Five years later when the purchase price was lowered and we agreed to partner with Knox County, we were able to make this long-term dream a reality. The purchase took place a year ago and many people want to know why we haven’t opened it yet.
Such a project requires numerous steps. First, we had to work with the county to decide how and what needed to be done to get the building ready. Then, we solicited public input and had construction design plans drawn up. The next step is to ask for the Town’s Board and County’s Commission to approve the plans. Soon we will begin construction and we hope to have the building ready for use by the start of 2020.
This process is the same in the private sector. The old Ingles center is a good example of a long-term project. Once the last tenant (Dollar General) moved out, two years went by with no action on the part of the owner. When the Town took legal action due to the unsafe condition of the building, the owner finally agreed to renovate the center. The owner removed the falling shingles, secured the building and presented Town staff with renovation plans in March. Once those plans are approved, construction can begin. While we will all be happy to see renovation work begin, we have to be patient while working through the process to make sure we will be satisfied with the end product.

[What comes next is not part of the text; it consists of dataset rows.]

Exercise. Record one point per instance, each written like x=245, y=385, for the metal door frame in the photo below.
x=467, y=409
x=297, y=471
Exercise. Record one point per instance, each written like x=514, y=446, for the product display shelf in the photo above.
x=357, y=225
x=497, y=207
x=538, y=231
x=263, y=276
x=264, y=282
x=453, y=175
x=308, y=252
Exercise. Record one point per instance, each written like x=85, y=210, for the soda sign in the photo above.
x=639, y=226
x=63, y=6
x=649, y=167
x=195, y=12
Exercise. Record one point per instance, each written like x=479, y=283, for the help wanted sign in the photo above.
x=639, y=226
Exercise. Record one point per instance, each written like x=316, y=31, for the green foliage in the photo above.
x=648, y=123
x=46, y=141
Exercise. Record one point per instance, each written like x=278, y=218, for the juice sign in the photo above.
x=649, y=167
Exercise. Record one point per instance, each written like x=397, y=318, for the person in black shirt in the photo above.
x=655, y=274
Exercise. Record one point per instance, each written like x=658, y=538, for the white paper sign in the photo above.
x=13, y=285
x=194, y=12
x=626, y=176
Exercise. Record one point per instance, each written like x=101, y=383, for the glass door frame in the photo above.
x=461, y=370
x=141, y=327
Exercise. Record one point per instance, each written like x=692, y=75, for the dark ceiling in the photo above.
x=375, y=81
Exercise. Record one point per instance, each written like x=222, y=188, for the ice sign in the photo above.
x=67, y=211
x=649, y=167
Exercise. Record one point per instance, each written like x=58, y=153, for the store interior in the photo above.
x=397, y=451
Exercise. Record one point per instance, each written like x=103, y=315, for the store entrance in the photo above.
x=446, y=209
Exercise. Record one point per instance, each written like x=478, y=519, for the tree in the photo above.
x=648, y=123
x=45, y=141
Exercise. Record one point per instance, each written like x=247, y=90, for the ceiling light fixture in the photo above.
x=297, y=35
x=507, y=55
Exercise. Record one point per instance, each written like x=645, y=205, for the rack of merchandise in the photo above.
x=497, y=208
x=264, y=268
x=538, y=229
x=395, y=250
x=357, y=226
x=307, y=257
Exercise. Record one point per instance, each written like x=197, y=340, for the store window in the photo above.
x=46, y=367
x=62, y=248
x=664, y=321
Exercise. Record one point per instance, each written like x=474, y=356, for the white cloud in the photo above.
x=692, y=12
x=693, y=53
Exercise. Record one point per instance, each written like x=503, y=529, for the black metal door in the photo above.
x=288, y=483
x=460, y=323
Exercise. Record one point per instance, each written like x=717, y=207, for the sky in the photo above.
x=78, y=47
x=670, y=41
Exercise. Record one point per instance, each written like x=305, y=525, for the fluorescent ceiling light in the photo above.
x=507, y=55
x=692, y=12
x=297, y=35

Sometimes public projects seem to take longer than private projects. A road project, for example, may involve state or federal funding, which slows the process. Design work must meet state requirements and environmental studies may be necessary. Private land acquisition can add a year, and road expansion and upgrades can add three to four years.
Town leadership works hard to find businesses that fit a need in our community. We have tried to attract Lowe’s, for example, but we can’t force a business to come to town, and companies typically have building and demographic requirements for new sites. We send Town representatives to shopping center conventions with the goal of attracting new businesses. This approach brought Costco to Farragut, and soon we hope to announce other new businesses.
Each year, the Board of Mayor and Alderman meets to discuss and review our strategic plan. We work on one-year, five-year, 10-year and 25-year plans. Believe me when I say we look at all aspects of our Town’s growth: roads, parks and greenways, retail, tourism, and even a long-term plan for a mixed-use town center. When a citizen tells me the Town needs something, I can happily say, “Be patient. We’re already working on it.”